Khartoum: Sudan’s ruling generals and protest leaders began a second day of talks Thursday on the unresolved issue of forming a new governing body, in negotiations held after weeks of standoff following a deadly crackdown on protesters.
Sudan has been rocked by a political crisis since the army ousted longtime ruler Omar Al Bashir in April on the back of widespread protests, with the ruling generals resisting demonstrators’ demands to hand power to a civilian administration.
The generals had previously agreed over a broad civilian structure, but talks between the two sides collapsed in May following a disagreement over who should lead an overall new governing body — a civilian or a soldier.
Tensions further surged between the generals and protest leaders after a deadly pre-dawn raid on a longstanding protest camp in Khartoum on June 3 killed dozens of demonstrators and wounded hundreds.
Talks finally resumed Wednesday after intense mediation by Ethiopian and African Union envoys, who have put forward a draft proposal to break the deadlock.
On the first day of talks, the two sides did not discuss the crucial issue of the governing body, but decided on the release of 235 fighters from a faction of a rebel group in war-torn Darfur, mediators said.
‘Sole point of disagreement’
The two sides met again on Thursday evening for a second day of negotiation at the luxury hotel in the capital where representatives of both sides have been meeting.
Three generals from the ruling military council, including the deputy chief Mohammad Hamdan Dagalo, attended Thursday’s talks with six protest leaders.
Protest leader Ahmad Al Rabie said earlier that Thursday’s talks focussed on who should lead the new governing body.
“We believe that symbolically the head of the state must be a civilian,” while the generals want a military man in charge Rabie said.
For weeks this issue has rocked Sudan, extending the political crisis triggered since the fall of Al Bashir.
The joint Ethiopian and African Union blueprint calls for a civilian-majority ruling body.
Under a transitional plan, seen by AFP, such a council would be made up of eight civilians and seven members of the military
According to Ethiopian mediator Mahmoud Drir the thorny issue of the new governing body is now “the sole point of disagreement” between the two parties.
A group of 235 fighters from a faction of a Darfur rebel group that is part of the protest movement were released on Thursday as decided on the first day of talks.
“Today we are really very excited... we were in hell under the former regime of the National Congress Party... today we are free from marginalisation,” rebel Ahmad Hussain told AFP after he was freed, referring to Al Bashir’s now defunct party.
The conflict in Darfur had erupted in 2003 after ethnic minority rebels took up arms against Al Bashir’s Arab-dominated government, accusing it of economic and politically marginalising the region.

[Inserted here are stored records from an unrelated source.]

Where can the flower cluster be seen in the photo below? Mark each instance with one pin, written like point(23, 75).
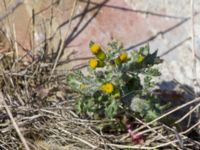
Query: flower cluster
point(113, 80)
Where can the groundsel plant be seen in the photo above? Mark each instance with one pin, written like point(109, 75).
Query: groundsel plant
point(113, 86)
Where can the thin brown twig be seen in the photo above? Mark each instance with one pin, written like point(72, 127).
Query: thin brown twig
point(11, 9)
point(63, 42)
point(14, 123)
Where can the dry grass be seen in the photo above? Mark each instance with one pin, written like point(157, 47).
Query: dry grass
point(36, 112)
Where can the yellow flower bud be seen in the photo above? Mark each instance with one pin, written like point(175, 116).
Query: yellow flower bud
point(140, 58)
point(93, 63)
point(107, 88)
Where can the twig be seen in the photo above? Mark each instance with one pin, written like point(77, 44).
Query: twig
point(173, 144)
point(11, 9)
point(14, 123)
point(192, 127)
point(191, 111)
point(164, 115)
point(77, 138)
point(63, 42)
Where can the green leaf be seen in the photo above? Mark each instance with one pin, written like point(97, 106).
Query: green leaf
point(144, 50)
point(111, 109)
point(90, 44)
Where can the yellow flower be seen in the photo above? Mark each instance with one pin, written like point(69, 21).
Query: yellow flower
point(123, 57)
point(95, 48)
point(93, 63)
point(107, 88)
point(101, 55)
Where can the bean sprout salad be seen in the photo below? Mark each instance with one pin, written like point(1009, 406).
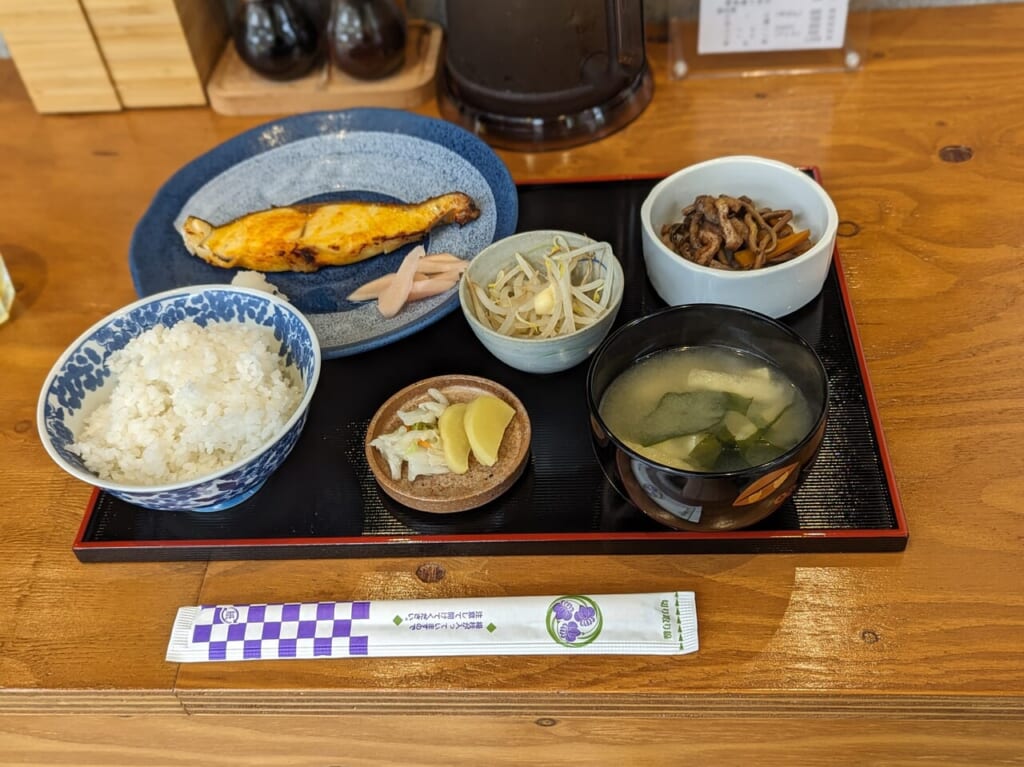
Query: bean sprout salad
point(547, 293)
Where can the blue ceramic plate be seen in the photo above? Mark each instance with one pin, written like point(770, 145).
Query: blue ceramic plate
point(363, 154)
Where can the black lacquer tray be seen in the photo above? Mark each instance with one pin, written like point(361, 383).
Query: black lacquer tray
point(324, 502)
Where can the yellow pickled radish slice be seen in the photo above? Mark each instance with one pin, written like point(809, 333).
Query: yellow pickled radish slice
point(485, 421)
point(454, 440)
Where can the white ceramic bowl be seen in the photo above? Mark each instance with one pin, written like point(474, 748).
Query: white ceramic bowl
point(774, 291)
point(534, 354)
point(81, 380)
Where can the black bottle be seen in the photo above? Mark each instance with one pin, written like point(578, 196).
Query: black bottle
point(276, 38)
point(367, 38)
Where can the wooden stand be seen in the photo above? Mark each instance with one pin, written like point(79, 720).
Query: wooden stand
point(236, 89)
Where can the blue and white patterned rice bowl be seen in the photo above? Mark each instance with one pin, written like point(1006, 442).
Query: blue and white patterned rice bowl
point(80, 381)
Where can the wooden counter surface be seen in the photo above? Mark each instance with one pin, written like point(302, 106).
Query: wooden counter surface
point(827, 658)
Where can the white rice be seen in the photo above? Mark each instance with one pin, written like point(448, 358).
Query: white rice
point(187, 401)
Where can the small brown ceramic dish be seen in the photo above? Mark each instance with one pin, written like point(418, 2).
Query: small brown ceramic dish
point(445, 494)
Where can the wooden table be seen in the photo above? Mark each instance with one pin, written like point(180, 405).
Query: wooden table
point(824, 658)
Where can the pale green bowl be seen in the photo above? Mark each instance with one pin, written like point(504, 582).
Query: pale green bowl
point(530, 354)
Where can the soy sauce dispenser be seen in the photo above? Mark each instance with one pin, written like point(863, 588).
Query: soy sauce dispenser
point(279, 39)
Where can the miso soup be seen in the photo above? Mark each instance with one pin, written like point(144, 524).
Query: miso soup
point(707, 409)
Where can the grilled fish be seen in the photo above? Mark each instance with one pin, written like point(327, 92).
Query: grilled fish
point(304, 238)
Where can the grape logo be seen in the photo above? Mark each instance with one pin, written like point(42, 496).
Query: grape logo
point(228, 614)
point(573, 621)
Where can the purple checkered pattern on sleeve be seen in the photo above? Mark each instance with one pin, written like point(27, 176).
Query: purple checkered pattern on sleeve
point(271, 631)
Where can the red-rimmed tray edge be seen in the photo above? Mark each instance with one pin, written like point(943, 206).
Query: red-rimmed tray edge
point(899, 531)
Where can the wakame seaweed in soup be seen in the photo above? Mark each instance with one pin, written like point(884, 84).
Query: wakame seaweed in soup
point(706, 409)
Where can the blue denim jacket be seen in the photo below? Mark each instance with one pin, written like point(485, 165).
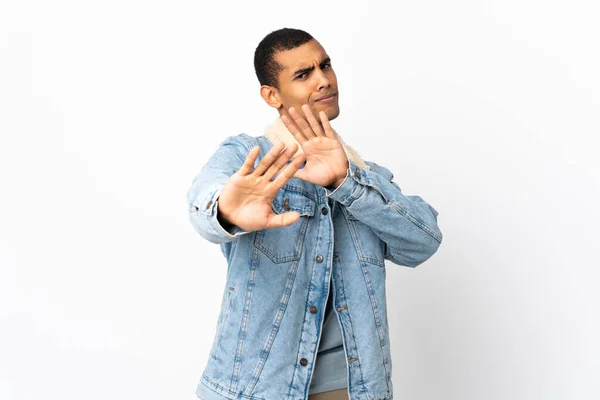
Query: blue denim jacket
point(278, 279)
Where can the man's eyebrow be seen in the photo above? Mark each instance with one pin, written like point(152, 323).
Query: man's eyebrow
point(308, 69)
point(304, 70)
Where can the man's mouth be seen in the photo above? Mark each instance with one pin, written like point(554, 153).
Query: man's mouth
point(326, 99)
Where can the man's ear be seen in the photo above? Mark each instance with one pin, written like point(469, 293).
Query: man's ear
point(270, 95)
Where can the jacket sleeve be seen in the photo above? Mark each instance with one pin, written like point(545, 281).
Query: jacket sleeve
point(202, 196)
point(406, 224)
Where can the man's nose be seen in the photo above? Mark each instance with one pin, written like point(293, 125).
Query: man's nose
point(322, 80)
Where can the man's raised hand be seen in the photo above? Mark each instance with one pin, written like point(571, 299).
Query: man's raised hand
point(246, 198)
point(326, 161)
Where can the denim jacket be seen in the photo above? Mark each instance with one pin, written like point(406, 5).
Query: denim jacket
point(270, 322)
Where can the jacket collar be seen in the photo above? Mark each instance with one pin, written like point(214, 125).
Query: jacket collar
point(277, 132)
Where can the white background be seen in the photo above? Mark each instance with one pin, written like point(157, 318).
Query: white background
point(486, 109)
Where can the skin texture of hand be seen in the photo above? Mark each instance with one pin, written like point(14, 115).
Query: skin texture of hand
point(246, 198)
point(326, 161)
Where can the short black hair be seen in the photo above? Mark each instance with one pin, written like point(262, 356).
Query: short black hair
point(265, 66)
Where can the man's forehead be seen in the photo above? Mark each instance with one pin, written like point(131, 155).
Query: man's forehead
point(302, 56)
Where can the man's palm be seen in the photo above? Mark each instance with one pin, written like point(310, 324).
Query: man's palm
point(245, 200)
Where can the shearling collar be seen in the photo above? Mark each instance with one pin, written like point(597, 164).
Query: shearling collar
point(278, 132)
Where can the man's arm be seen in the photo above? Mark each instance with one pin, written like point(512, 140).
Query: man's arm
point(406, 224)
point(206, 187)
point(231, 196)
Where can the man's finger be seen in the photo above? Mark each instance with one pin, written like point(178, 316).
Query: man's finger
point(285, 219)
point(280, 162)
point(310, 117)
point(301, 123)
point(268, 159)
point(248, 164)
point(326, 126)
point(294, 129)
point(288, 172)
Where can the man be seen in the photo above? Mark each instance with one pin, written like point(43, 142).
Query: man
point(305, 225)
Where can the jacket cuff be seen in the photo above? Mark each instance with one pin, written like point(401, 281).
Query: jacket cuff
point(207, 209)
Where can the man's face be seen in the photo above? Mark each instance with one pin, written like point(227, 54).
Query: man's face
point(307, 78)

Protest leaders meanwhile have exerted pressure on the generals since the June 3 raid on the mass sit-in outside army headquarters.
The raid was carried out by men in military fatigues.
The ruling military council insists it did not order the violent dispersal of the sit-in.
At least 136 people have been killed across the country since the raid, including more than 100 on June 3, according to doctors close to the umbrella protest movement, the Alliance for Freedom and Change.
The health ministry says 78 people have been killed nationwide over the same period.
Students march for civilian rule
On Sunday, protest leaders managed to mobilise tens of thousands of supporters in the first mass protest against the generals since the raid.
The mass rally had been seen as a test for the protest leaders’ ability to mobilise crowds after the generals imposed a widespread internet blackout and deployed security forces in the capital’s key squares and districts, its twin city Omdurman and other towns and villages.
On Thursday hundreds of students from several schools in three towns — Madani, Gadaref and Sinnar — staged spontaneous protests chanting “civilian rule, civilian rule”, witnesses said.
The students also chanting “blood for blood, we don’t want compensation,” a catchcry of the protest movement calling for those guilty of killing demonstrators to face justice.
Protest leaders have further upped the pressure on the generals by calling for a similar mass protest on July 13, to be followed by a nationwide civil disobedience campaign a day later.
The campaign, if observed, would be the second such agitation since the June 3 raid.
The first, held between June 9 and 11, paralysed the country, hitting an already dilapidated economy hard.